Dans cette mêlée de défiances contradictoires, mais qui s’accordaient pour le mettre en quarantaine, les unes comme chrétien, les autres comme fonctionnaire turc, toutes comme étranger, Davoud-Pacha arrivait désarmé de toute initiative, de tout moyen normal d’action ou de résistance.

Les membres du medjlis administratif central, auquel appartenaient le vote, la répartition, le contrôle des recettes et des dépenses, ceux des midjelès administratifs d’arrondissement, à la fois tribunaux de contentieux et organes des réclamations individuelles ou collectives des contribuables, ceux enfin de la hiérarchie judiciaire à tous ses degrés, jusqu’aux juges de paix inclusivement, allaient être nommés et dès lors dirigés par les chefs de leurs communautés respectives. L’impôt et la sanction pénale, c’est-à-dire les deux grands ressorts du gouvernement, restaient donc pour commencer à la merci d’influences doublement menaçantes pour le gouverneur. Sans parler de la redoutable unité de direction qu’ils gagnaient à ce système, les griefs de chaque élément allaient tour à tour emprunter et prêter, un surcroît d’aigreur à l’antagonisme obligé de l’autorité religieuse vis-à-vis du pouvoir civil. Davoud-Pacha n’avait même pas la ressource de tenter la diversion d’usage, d’opposer aux prétentions ecclésiastiques les exigences laïques dans un pays où les intérêts tant généraux que locaux se classent plus que jamais par religion. En l’absence d’un pouvoir central indigène et par l’abolition des sous-centres féodaux, les chefs de communauté restent aujourd’hui, chacun dans son milieu, la seule incarnation visible et acceptée de ces intérêts[1]. Quoi qu’il plût aux différens clergés d’entreprendre contre Davoud-Pacha, le pays allait donc y voir, non pas un empiétement sur le pouvoir civil, mais bien une légitime revanche du véritable pouvoir civil sur l’immixtion étrangère.

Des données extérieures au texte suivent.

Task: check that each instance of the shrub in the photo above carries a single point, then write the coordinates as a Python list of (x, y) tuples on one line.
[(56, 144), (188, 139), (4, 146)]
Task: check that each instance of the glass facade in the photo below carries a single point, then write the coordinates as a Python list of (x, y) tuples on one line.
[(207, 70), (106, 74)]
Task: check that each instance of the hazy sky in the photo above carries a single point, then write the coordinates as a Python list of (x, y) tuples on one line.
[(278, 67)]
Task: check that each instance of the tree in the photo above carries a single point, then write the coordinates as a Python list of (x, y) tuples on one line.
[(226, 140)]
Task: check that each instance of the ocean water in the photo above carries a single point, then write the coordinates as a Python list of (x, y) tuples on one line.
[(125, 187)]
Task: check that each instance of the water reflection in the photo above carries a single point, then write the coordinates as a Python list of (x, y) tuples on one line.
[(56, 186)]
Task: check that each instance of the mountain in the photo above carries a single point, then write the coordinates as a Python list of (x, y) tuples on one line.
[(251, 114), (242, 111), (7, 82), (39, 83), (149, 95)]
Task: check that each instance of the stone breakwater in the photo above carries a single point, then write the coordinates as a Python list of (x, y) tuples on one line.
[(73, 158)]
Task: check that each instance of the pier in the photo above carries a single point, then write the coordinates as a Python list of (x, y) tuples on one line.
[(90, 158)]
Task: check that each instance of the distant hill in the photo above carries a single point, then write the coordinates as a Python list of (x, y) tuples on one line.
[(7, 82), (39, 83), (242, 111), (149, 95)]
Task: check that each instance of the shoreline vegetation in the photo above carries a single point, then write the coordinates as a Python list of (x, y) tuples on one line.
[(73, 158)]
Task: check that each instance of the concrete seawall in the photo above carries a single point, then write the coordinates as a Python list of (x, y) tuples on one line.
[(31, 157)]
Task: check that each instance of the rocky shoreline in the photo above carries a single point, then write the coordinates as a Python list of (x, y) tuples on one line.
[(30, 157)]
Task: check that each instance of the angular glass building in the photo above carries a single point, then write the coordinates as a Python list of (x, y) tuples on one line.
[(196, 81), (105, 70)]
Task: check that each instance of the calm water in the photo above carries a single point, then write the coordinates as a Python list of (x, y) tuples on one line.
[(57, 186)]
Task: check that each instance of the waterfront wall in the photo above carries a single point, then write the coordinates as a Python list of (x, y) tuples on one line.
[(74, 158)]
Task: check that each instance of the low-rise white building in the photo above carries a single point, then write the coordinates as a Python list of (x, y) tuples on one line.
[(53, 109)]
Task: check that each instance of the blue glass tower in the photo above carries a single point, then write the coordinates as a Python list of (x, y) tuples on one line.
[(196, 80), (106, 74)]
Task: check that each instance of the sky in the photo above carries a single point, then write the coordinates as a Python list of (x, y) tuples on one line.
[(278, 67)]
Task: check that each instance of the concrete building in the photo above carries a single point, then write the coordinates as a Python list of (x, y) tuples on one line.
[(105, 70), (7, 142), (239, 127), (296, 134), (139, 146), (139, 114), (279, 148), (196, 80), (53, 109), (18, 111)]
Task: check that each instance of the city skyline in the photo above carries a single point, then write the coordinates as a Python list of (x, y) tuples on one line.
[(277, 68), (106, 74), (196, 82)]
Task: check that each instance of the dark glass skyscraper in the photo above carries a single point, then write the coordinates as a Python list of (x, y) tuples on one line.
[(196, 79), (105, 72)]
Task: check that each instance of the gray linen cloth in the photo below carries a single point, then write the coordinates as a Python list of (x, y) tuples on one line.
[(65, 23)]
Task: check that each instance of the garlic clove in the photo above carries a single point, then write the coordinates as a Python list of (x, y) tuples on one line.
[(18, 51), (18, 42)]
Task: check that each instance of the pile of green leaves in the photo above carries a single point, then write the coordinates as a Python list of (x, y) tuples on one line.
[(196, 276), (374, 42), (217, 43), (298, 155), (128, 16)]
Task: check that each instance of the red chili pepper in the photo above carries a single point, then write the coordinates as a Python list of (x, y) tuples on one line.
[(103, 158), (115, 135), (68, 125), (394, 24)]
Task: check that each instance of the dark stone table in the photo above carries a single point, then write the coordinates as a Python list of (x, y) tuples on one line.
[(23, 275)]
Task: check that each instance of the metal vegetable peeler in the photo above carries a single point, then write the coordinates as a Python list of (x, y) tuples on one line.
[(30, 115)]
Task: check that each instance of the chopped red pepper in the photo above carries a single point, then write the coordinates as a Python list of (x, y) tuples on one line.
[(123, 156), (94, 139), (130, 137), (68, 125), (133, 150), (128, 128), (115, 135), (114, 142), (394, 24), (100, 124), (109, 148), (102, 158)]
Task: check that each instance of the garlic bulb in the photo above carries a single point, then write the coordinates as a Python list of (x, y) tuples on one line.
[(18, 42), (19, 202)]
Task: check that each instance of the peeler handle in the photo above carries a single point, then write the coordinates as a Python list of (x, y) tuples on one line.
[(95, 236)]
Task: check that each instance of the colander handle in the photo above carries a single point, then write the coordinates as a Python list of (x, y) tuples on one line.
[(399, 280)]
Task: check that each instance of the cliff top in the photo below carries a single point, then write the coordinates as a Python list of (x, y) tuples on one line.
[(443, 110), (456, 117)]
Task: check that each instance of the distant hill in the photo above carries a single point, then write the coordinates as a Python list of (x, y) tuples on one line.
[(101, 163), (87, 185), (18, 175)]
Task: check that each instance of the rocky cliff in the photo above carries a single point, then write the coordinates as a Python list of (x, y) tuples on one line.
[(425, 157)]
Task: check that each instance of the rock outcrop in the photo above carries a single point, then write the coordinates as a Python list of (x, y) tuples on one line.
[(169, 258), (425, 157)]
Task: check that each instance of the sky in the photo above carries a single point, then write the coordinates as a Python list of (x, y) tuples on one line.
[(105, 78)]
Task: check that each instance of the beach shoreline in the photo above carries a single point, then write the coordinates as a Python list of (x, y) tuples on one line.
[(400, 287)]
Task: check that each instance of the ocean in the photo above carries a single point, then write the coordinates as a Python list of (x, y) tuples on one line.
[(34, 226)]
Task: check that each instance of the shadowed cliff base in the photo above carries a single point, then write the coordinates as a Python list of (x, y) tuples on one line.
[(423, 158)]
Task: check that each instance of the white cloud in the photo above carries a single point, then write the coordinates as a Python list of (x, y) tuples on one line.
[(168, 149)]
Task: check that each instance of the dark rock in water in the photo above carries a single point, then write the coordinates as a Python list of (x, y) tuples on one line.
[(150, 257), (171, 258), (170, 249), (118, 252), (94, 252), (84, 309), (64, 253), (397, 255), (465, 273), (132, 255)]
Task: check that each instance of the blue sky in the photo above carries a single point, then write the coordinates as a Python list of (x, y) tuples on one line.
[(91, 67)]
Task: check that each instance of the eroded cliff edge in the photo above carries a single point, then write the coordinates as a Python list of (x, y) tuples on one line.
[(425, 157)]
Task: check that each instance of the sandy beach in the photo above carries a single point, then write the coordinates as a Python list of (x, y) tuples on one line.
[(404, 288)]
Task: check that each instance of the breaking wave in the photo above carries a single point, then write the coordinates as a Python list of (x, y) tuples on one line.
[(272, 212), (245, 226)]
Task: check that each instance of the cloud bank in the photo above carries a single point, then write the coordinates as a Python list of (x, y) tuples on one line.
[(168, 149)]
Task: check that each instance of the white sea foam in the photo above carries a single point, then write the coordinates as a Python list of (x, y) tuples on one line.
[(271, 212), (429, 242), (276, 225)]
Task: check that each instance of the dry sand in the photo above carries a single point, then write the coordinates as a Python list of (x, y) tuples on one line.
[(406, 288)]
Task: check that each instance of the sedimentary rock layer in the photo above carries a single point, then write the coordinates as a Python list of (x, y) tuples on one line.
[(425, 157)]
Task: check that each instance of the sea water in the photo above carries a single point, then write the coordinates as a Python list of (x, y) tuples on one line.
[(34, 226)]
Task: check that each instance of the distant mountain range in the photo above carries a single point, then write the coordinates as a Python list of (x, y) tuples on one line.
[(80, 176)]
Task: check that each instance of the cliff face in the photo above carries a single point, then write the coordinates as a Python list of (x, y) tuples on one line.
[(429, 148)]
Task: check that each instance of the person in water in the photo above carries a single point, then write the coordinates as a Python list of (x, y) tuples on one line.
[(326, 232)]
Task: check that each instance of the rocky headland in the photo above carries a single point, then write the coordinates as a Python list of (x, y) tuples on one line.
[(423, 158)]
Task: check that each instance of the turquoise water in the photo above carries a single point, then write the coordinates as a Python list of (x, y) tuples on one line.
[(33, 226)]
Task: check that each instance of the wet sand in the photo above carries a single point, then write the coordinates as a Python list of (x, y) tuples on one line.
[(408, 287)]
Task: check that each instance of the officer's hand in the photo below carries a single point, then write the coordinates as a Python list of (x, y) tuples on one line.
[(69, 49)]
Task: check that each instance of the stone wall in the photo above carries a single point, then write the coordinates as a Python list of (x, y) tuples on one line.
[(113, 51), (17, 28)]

En même temps qu’il accumulait les griefs au sein de cette multiple opposition, le règlement de 1861 l’avait, comme on le voit, formidablement armée, et ce n’est pas tout : comme pour lui donner le branle, le règlement instituait auprès du gouverneur-général six ouékils ou procureurs fondés des communautés, également nommés par les chefs de ces communautés, et qui, sans attributions spéciales, n’allaient être que plus empressés de faire constater leur

  1. Dans les guerres civiles et dans les petites luttes féodales des régimes précédens, les différentes communautés, tout en réservant comme aujourd’hui leurs prétentions à former chacune une nation distincte, se confondaient dans les deux camps.